La voix traînait la dernière syllabe de chaque mot d’une façon presque sauvage ; puis j’entendis un profond soupir et comme un corps très-pesant qui tombait sur un banc en faisant résonner la chaîne.

« Akoulina ! servante de Dieu, viens-t’en, reprit la voix.
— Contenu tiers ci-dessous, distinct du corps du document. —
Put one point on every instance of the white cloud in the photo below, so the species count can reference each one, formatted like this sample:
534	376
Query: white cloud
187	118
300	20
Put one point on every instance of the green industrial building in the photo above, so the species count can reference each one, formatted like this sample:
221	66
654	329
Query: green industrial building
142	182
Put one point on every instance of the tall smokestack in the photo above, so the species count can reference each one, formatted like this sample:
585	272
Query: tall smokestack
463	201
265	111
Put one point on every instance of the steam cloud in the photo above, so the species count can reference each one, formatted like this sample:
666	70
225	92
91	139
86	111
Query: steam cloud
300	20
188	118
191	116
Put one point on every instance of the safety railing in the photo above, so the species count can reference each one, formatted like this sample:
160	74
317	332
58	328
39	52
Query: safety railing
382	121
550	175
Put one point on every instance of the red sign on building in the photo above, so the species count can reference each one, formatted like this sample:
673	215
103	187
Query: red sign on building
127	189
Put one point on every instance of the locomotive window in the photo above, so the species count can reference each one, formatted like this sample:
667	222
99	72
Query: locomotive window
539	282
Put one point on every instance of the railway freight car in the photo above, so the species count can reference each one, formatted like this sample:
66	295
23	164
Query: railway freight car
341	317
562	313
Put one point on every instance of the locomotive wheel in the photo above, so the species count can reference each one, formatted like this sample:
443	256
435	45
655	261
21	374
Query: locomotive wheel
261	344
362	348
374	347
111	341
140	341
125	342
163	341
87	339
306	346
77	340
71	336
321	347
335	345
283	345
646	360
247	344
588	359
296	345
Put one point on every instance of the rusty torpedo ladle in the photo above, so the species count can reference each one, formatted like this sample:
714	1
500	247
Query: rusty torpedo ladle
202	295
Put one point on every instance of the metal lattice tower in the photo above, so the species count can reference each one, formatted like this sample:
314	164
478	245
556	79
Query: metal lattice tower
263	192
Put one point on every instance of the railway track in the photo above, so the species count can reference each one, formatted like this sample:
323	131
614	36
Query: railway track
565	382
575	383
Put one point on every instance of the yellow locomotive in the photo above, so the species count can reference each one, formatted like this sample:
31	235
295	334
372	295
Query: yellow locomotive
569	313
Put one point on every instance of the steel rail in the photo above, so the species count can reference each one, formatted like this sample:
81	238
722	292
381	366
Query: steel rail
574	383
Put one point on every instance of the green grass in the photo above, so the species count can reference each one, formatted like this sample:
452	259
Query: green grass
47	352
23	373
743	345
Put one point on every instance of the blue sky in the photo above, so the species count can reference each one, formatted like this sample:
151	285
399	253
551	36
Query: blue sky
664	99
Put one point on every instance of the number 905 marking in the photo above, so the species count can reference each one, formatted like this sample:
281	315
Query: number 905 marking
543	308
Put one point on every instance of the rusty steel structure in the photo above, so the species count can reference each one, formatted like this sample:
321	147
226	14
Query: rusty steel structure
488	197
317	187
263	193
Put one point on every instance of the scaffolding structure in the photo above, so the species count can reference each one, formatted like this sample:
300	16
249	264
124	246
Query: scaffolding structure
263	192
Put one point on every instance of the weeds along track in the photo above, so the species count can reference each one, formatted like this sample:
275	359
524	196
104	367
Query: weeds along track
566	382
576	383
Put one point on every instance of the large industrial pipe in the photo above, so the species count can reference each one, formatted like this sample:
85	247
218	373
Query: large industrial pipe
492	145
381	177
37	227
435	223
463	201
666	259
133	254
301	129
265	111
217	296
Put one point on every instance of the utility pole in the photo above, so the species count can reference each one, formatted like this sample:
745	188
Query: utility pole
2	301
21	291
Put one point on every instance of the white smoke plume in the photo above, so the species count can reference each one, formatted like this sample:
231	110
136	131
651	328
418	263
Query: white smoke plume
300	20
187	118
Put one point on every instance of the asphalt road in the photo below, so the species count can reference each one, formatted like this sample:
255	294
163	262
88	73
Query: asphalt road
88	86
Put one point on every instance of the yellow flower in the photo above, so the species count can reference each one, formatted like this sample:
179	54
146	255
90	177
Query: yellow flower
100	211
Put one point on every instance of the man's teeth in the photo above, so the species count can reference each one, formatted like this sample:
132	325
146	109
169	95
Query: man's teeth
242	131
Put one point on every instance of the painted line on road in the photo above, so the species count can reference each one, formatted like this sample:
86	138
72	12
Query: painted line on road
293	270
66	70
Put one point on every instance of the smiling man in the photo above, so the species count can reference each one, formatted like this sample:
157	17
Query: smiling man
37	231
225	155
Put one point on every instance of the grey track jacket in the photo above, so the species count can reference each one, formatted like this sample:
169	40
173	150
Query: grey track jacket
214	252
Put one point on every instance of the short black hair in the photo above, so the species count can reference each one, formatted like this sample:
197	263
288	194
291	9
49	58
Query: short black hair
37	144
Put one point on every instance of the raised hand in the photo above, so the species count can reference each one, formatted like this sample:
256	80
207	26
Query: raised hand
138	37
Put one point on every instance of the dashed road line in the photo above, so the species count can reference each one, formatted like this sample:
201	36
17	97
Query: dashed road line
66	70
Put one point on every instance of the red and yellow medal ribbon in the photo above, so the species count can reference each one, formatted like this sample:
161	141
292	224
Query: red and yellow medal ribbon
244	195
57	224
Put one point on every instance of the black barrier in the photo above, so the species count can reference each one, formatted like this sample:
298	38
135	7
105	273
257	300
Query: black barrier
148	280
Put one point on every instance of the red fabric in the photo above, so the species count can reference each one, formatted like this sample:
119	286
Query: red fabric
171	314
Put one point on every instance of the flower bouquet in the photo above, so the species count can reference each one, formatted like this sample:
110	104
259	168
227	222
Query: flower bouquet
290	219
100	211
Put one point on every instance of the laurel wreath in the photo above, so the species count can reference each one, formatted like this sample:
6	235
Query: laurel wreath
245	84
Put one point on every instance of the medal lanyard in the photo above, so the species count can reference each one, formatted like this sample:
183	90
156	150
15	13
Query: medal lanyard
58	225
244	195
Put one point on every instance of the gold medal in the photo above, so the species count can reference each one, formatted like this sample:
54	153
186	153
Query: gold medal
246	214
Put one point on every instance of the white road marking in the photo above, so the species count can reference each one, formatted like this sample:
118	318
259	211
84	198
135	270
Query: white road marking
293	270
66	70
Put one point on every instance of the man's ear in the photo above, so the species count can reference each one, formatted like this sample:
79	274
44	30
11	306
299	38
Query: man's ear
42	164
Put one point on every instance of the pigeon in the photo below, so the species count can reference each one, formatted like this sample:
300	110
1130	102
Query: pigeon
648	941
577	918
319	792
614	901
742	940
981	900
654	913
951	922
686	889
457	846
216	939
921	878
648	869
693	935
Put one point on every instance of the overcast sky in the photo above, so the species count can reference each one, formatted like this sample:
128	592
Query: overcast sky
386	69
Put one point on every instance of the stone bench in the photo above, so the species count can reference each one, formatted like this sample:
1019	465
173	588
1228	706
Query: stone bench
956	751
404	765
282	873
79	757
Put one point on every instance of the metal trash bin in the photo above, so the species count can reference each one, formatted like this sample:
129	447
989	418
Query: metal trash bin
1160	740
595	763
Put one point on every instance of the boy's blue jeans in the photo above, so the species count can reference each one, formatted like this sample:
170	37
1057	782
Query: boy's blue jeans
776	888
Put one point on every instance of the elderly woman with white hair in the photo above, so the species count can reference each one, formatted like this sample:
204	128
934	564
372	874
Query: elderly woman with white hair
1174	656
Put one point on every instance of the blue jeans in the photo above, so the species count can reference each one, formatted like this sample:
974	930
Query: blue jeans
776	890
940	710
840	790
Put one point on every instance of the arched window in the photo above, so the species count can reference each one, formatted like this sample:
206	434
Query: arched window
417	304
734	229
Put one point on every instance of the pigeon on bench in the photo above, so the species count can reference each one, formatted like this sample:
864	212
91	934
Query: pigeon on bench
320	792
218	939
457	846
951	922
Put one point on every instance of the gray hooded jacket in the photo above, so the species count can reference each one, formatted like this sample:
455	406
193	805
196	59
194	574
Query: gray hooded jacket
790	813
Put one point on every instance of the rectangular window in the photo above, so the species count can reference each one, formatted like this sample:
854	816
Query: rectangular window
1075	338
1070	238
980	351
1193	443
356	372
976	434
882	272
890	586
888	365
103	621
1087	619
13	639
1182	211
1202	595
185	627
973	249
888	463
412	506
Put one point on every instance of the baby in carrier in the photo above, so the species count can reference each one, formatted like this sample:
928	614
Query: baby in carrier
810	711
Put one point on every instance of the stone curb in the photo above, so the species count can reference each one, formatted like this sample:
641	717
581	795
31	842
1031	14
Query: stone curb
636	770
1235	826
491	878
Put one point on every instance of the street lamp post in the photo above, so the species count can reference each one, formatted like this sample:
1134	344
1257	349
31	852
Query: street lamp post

Regarde : misère et bénédiction ! Ha, ha, ha ! Pouah ! Seigneur mon Dieu, Seigneur mon Dieu, Seigneur mon Dieu ! (On eût dit un diacre au chœur.) Seigneur Dieu, souverain de mon cœur ! pardonne à mes méfaits. Oh ! oh ! oh ! Pouah ! Fi ! et bénis cette maison à la septième heure ! »

« Qu’est-ce que cela ? demandai-je à l’hôtesse, qui m’apportait le samovar.

— Ah ! mon Dieu, répondit-elle en chuchotant avec empressement, c’est un saint homme de Dieu. Il n’y a pas longtemps qu’il est venu dans notre pays ; il a bien voulu visiter ma maison, et par un temps comme celui-ci ! Il ruisselle, mon bon monsieur, c’est comme une rivière…, et les chaînes qu’il porte…, c’est une pitié ! »

« Bénis Dieu, bénis Dieu, recommença la voix. Akoulina, Akoulina-Akoulinouchka, mon amie ! où est notre paradis… notre doux paradis… ? Que cette demeure, pour étrenne de ce siècle, reçoive la paix !… Oh ! oh ! oh ! »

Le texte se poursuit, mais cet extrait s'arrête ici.